Prayer after Communion
Lord our God, the words spoken to us today by Jesus your Son
are hard to hear and accept; they go against our mentality. Let your Son make
us wise with your own insight and wisdom and let him give us the courage to be
on the side of the poor and the suffering, that our human insufficiency may
attract the riches of your grace, which you offer us through Jesus Christ our
Lord. R/ Amen.
Blessing
Curse or blessing... Choose, said Jeremiah. Good for you... Alas for you, said Jesus through the evangelist Luke. Let us be aware of our own indigence, that before God, we are after all beggars who have to open our hands and to reach out to him for happiness that can last. May it not be alas or a curse, but may God bless you: the Father, and the Son, and the Holy Spirit. R/ Amen.
May the Lord go with you
and fill your every need.
R/ Thanks be to God.
Commentary
Becoming Beatitudes
Read:
Jeremiah declares the cause of blessedness: absolute trust
in God. For Paul, the resurrection of Christ is the justification of our hope.
Jesus pronounces the Beatitudes of his Kingdom.
Reflect:
Unfortunately, many well-meaning Christians are obsessed
with the Ten Commandments, like the rich young man of Mk 10:17-22. They are
stuck with a God who is a fearsome judge who keeps an account of their dos and
don’ts. If only we could migrate to the beauty of the Beatitudes! This is not
to reject the Commandments. Whereas the Commandments are all about ‘doing,’ the
Beatitudes are all about our ‘being.’ The doing should spring from our being,
and not vice versa!

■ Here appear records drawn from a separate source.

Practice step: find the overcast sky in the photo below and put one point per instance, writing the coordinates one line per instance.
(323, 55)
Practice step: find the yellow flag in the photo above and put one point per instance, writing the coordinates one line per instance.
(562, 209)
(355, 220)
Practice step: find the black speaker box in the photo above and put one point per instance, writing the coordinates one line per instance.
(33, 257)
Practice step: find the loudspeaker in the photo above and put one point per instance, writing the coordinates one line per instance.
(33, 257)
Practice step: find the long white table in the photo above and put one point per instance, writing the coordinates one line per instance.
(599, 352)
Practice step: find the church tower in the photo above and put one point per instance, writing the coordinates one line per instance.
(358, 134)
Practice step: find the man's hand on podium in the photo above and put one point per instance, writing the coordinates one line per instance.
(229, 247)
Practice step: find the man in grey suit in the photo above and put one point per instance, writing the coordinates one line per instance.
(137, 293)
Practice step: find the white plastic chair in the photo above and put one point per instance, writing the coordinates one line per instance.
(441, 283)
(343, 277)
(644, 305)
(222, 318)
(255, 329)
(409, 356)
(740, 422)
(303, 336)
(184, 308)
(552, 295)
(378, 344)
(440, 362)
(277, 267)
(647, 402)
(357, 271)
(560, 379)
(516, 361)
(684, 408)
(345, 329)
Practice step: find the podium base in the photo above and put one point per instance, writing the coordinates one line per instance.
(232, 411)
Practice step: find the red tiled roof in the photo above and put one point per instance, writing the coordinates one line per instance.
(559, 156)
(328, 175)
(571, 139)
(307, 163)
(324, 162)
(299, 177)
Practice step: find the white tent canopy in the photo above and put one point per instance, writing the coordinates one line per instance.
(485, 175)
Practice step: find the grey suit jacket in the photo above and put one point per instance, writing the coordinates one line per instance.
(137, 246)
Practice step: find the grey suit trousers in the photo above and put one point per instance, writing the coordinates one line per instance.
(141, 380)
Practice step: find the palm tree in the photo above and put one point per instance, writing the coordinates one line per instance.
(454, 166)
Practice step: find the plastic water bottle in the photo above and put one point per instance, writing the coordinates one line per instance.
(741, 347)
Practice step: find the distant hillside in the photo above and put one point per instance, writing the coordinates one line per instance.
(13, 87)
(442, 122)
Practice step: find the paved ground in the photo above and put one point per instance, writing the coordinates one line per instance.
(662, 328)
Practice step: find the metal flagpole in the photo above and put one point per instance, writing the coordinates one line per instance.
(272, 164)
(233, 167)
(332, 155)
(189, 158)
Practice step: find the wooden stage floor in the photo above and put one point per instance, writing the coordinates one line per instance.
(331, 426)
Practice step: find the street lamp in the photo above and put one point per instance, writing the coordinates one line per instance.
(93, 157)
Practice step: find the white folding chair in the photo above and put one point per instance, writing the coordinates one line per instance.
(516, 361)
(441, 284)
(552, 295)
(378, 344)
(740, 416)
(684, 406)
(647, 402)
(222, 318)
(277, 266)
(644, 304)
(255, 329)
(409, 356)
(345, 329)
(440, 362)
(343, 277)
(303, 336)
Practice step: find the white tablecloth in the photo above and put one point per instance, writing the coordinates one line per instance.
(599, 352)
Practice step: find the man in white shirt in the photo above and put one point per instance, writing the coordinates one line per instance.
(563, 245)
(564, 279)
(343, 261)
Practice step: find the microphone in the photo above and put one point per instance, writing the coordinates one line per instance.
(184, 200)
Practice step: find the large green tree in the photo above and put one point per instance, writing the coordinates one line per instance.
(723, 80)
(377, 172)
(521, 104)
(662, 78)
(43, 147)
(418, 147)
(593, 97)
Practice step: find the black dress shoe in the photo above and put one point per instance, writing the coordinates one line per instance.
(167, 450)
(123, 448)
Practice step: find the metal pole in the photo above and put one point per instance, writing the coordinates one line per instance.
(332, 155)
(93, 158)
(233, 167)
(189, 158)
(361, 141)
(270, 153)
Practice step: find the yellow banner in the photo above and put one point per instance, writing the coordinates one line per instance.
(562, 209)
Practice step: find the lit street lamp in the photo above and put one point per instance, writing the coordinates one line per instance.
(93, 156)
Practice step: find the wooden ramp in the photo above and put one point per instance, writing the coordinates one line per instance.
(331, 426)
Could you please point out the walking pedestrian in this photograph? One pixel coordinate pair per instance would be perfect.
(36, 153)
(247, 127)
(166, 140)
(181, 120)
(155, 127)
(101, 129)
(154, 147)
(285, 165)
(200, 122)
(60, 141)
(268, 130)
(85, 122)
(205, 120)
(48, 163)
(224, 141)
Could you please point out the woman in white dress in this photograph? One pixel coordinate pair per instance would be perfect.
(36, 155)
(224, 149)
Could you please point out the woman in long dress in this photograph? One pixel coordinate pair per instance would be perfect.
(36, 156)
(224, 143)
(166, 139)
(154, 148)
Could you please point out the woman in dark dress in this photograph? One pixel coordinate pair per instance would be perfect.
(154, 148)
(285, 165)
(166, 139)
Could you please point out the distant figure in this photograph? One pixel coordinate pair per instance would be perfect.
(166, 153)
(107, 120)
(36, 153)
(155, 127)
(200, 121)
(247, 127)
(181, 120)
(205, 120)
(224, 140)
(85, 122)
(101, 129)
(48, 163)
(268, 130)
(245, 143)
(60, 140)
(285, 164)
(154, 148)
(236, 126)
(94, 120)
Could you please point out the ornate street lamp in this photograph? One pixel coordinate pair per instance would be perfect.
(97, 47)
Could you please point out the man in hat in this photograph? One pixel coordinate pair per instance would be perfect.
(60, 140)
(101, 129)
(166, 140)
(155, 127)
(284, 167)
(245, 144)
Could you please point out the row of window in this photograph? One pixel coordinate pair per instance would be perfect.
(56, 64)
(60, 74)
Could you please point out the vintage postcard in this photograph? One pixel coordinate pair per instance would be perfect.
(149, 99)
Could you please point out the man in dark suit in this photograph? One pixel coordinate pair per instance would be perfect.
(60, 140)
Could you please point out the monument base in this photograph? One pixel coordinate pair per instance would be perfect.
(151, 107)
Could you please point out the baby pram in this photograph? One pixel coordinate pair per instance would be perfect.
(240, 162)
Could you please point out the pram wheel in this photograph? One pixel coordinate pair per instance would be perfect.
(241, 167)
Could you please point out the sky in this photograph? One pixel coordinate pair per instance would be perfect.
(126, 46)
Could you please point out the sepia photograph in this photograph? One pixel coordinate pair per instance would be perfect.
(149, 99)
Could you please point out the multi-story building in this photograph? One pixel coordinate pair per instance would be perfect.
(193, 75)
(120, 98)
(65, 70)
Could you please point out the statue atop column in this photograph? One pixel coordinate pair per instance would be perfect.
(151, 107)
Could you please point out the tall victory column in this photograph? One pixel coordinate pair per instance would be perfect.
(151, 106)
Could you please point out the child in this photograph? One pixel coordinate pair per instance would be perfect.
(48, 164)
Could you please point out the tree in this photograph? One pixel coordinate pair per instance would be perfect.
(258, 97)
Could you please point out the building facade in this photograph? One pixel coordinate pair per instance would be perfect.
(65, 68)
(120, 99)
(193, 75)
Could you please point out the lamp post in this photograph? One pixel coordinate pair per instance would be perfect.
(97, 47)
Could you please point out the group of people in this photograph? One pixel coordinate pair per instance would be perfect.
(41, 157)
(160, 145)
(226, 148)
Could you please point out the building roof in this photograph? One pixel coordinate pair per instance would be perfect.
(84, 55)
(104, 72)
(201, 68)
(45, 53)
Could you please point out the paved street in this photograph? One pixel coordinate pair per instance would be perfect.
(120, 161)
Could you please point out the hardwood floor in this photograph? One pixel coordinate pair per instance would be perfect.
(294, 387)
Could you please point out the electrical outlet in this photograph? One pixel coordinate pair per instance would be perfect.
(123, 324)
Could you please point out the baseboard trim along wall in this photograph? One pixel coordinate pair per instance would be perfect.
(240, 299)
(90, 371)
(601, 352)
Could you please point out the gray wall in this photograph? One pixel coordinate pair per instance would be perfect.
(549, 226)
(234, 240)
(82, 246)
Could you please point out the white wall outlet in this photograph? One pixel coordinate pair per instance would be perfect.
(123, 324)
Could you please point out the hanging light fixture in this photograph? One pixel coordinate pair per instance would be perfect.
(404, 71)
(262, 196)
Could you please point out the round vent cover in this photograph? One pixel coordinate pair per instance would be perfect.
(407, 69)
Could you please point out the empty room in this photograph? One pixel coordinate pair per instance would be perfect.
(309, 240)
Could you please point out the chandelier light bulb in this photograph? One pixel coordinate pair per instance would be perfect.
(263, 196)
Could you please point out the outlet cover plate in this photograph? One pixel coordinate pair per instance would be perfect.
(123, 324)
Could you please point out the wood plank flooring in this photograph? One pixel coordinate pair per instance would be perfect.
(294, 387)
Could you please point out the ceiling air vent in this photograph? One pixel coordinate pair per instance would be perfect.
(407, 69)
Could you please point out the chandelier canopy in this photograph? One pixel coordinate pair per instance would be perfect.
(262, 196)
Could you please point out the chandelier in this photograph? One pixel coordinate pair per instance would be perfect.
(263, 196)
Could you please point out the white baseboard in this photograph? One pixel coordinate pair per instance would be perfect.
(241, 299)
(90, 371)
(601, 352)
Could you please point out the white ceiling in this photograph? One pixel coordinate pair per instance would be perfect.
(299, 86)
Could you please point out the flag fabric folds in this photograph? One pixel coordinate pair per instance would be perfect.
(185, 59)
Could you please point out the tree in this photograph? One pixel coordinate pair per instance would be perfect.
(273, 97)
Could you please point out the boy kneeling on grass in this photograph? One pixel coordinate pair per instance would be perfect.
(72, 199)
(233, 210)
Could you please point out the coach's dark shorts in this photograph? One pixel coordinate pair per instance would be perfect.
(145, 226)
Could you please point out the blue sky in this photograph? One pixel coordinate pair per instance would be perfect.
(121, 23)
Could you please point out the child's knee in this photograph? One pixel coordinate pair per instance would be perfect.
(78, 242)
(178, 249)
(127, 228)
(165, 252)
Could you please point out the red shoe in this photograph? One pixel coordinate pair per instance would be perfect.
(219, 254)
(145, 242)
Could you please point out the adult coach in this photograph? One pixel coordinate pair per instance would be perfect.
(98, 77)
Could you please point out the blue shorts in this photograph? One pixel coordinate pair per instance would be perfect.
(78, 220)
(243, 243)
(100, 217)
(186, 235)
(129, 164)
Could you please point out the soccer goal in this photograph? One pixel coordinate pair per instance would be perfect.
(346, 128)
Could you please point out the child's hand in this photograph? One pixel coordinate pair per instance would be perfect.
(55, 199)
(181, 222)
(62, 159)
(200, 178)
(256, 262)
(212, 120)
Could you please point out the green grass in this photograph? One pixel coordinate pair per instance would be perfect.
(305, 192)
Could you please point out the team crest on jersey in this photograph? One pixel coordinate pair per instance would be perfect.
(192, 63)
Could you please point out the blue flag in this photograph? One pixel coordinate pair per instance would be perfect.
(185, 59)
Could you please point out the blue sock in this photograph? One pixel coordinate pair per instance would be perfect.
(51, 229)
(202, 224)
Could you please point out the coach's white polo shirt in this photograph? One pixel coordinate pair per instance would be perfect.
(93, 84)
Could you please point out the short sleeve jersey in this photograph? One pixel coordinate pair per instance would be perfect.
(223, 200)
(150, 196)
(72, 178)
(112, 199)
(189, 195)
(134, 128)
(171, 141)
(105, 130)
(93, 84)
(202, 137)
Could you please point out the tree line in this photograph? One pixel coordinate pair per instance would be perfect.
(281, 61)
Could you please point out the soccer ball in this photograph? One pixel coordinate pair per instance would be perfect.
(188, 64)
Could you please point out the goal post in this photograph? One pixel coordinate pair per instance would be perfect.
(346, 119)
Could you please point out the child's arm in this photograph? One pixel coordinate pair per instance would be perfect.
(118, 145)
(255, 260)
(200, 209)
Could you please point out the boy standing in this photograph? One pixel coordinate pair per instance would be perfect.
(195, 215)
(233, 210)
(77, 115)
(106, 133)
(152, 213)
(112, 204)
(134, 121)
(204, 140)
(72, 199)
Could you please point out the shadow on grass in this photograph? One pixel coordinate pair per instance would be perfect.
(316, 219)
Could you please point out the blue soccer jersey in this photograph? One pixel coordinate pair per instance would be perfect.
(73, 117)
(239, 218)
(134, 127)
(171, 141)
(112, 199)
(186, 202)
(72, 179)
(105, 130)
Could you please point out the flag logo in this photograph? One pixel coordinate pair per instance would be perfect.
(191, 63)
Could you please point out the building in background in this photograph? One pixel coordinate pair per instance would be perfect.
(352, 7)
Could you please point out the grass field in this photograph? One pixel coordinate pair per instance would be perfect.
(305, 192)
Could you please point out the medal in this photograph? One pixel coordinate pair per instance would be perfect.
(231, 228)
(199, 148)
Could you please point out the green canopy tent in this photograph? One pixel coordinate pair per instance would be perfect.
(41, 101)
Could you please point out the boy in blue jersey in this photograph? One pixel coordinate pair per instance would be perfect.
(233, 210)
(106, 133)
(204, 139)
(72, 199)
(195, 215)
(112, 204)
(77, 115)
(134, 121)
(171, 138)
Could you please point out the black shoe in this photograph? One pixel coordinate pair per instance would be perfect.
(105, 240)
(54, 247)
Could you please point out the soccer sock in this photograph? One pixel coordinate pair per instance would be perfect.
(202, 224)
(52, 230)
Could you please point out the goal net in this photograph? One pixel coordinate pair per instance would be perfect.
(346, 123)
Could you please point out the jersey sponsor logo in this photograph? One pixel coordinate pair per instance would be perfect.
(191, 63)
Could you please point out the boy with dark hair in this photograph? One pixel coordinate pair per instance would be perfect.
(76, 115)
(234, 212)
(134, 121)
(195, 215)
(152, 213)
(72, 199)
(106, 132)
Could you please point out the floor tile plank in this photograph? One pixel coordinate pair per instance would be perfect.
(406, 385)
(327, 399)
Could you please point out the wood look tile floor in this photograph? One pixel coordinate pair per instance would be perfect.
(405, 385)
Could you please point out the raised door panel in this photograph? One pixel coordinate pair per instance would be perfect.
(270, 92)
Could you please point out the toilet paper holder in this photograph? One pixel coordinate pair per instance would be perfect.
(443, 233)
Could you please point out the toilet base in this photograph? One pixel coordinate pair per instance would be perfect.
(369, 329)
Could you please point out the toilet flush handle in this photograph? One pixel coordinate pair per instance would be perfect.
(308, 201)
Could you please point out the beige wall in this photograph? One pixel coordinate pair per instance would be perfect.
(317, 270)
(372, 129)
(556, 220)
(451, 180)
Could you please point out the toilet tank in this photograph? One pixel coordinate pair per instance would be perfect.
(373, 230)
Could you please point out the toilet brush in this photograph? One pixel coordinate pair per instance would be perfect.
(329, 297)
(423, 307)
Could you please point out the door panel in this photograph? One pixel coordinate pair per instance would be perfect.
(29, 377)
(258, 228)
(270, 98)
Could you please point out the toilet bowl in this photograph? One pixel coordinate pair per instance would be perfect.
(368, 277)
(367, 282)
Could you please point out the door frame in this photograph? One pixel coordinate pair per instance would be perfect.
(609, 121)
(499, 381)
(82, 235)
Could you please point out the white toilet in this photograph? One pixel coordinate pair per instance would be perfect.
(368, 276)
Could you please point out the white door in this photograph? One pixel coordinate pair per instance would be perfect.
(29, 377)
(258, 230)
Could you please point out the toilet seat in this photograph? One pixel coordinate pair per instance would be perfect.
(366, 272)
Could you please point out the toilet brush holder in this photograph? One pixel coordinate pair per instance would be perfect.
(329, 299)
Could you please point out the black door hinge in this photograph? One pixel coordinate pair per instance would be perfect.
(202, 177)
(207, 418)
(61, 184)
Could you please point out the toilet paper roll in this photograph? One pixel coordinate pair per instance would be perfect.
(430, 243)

This can only happen if we listen to the wisdom Jeremiah
shares today: “Blessed is the man who puts his trust in the Lord and whose
confidence is in him!” When we are rooted in the being of Christ by becoming
the Beatitudes, “the year of drought is no problem and [we] can always bear
fruit”—the dos and don’ts of the Commandments do not have to be forced; they
flow from our being.
Pray:
Make a short prayer out of each Beatitude.
Act:
Choose one of the Beatitudes to grow into, for this month. (Thus, choose for every month, hereafter.)